Ma queste sono, dicevo, le considerazioni di un ricercatore malizioso. E come tali vanno lette: un po’ come quei pensionati che si sporgono per guardare i lavori in un cantiere e scuotendo la testa disapprovano il lavoro del povero capomastro di turno.

Veniamo invece alla sostanza Ma siamo proprio sicuri che il cyberspazio (perché è di questo, alla fine, che stiamo parlando) possa diventare un’entità frazionata a livello geografico?
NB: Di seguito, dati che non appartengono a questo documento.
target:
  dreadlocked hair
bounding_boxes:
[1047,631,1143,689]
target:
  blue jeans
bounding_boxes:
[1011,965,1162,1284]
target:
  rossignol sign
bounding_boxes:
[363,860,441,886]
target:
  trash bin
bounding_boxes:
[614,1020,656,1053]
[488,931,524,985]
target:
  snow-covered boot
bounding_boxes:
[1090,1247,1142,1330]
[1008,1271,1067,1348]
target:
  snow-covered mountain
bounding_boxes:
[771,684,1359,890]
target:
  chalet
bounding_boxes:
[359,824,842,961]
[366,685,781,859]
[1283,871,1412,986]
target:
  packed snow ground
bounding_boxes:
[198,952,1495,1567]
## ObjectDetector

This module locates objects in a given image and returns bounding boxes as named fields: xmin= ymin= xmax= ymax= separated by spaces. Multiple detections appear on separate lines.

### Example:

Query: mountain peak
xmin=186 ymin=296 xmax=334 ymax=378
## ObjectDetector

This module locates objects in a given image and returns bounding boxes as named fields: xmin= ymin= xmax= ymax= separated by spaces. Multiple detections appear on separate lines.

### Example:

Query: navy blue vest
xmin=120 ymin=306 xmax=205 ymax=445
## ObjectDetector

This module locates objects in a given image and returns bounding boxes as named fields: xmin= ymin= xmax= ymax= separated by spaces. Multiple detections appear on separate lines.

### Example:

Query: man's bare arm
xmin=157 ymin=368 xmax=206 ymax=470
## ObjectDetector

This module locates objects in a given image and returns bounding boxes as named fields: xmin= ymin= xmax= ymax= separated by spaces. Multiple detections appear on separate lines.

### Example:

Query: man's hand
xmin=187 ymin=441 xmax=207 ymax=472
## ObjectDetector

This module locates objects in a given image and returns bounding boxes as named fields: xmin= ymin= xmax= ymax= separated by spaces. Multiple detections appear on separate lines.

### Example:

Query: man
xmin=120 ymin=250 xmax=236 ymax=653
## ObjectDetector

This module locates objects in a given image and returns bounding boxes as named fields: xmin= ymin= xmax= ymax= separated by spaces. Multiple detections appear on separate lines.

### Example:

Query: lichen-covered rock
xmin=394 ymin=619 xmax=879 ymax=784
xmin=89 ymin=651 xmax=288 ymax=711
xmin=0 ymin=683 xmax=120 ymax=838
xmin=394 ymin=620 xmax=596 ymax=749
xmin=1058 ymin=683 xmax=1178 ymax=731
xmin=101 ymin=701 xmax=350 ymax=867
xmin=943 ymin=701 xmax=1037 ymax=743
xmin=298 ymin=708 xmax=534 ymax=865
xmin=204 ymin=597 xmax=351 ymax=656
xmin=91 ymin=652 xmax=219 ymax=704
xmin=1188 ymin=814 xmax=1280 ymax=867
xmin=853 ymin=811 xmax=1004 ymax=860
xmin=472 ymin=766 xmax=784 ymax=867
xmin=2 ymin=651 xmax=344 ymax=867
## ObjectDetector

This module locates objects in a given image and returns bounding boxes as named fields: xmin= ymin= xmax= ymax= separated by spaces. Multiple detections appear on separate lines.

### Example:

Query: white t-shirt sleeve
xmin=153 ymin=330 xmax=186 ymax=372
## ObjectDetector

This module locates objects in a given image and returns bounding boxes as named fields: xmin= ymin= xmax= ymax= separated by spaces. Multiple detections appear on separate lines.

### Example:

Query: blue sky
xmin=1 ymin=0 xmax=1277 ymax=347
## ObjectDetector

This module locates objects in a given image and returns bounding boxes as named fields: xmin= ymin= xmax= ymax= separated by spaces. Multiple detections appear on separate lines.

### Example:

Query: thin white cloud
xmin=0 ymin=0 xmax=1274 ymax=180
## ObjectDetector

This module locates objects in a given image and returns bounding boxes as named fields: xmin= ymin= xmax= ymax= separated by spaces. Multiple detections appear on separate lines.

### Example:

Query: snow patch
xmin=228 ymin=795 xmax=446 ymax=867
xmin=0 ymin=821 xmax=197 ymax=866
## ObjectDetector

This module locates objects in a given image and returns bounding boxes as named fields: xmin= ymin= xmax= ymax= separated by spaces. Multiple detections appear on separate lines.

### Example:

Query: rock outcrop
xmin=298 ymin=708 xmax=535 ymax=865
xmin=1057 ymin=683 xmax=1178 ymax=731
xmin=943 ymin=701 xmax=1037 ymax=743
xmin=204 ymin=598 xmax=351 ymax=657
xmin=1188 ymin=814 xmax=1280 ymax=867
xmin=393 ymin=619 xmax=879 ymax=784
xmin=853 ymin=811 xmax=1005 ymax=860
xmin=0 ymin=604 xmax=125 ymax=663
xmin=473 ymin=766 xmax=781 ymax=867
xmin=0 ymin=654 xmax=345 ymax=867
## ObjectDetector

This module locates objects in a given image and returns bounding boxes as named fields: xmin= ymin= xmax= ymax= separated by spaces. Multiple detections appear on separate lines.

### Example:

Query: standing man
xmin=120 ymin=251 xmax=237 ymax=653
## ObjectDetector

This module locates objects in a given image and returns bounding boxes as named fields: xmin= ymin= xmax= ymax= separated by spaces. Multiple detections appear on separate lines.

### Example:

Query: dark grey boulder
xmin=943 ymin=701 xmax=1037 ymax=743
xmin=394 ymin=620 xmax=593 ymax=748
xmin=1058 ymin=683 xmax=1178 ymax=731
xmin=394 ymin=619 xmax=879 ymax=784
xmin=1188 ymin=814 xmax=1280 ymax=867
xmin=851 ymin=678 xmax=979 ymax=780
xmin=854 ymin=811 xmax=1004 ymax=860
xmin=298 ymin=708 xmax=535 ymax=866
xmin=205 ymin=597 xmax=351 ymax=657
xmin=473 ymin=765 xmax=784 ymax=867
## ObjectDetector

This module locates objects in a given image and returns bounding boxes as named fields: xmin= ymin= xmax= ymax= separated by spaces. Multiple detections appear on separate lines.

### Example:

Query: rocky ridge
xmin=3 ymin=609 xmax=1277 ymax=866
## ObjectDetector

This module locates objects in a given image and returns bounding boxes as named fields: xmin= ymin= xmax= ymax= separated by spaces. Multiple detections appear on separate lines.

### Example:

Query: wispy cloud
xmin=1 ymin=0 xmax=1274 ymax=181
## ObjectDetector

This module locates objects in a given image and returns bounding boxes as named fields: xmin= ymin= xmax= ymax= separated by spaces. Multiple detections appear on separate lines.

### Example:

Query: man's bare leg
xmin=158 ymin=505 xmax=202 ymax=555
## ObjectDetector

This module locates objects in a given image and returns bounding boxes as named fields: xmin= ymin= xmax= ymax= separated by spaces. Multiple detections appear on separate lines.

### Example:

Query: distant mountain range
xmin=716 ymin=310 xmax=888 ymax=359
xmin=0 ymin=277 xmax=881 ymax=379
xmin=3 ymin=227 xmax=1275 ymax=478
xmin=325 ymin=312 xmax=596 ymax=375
Non so perché, ma l’espressione “an European Cloud” – ad esempio – mi fa venire in mente l’urbanistica tzigana e la dialettica tautologica: due discipline ipotizzate nello spassosissimo “Progetto per una Facoltà di Irrilevanza Comparata” di Umberto Eco all’interno del Dipartimento di Ossimorica.
In subordine, questa non poi così troppo nascosta intenzione della Commissione di “mettere le mutande a Internet” odora di “chiudere la stalla dopo che sono scappati i buoi”.
Perché almeno su una cosa saremo tutti d’accordo: non c’è nessuna ragione fisiologica, chimica, persino astrologica per cui una Google o una Amazon non sarebbero mai potute nascere in Europa.
Il primo fatto vero è che mentre nascevano i primi OTT, a Bruxelles si passavano settimane a stabilire la curvatura ottimale della banana e a sostituire il sughero con la plastica nei tappi delle bottiglie di vino.
Il secondo fatto vero è che nessun banchiere europeo è in grado di mettere insieme all’interno di una stessa frase le parole “asset immateriali” e “si concede il finanziamento”.
Il terzo fatto vero è che la morale corrente europea, nel periodo in cui abbiamo fatto scappare i buoi, era orientata sulla guerra al cattivone Microsoft che fa i soldi col software.
Il quarto fatto vero è che i capitali, come il cloud, non riescono per loro natura intrinseca a finire ingabbiati all’interno di confini geografici.
Mettere le briglie agli OTT, immaginando limitazioni o – peggio ancora – sognando la nascita di una Amazon o di una Twitter “de noantri”, rischia di provocare la definitiva marginalizzazione di un Continente (UK esclusa, è bene precisarlo) da parte di chi – piaccia o non piaccia – ha dalla sua il fatto di averci creduto e di esserci riuscito.

E tutto questo, si badi bene, non significa affatto che abbiamo perso una guerra e/o che patiremo conseguenze economiche.
Il formaggio di fossa che compreremo su eBay continuerà ad essere romagnolo, i turisti spostati a milioni da Booking.com verranno a rifarsi gli occhi alla Reggia di Caserta. I tulipani resteranno olandesi, anche se magari li acquisteremo su Amazon. Così come olandesi continueranno ad essere le barche acquistate dai ricconi di Internet.
E le nuvole continueranno a non fermarsi a mostrare il passaporto in dogana: il bit è come lo zingaro, e va.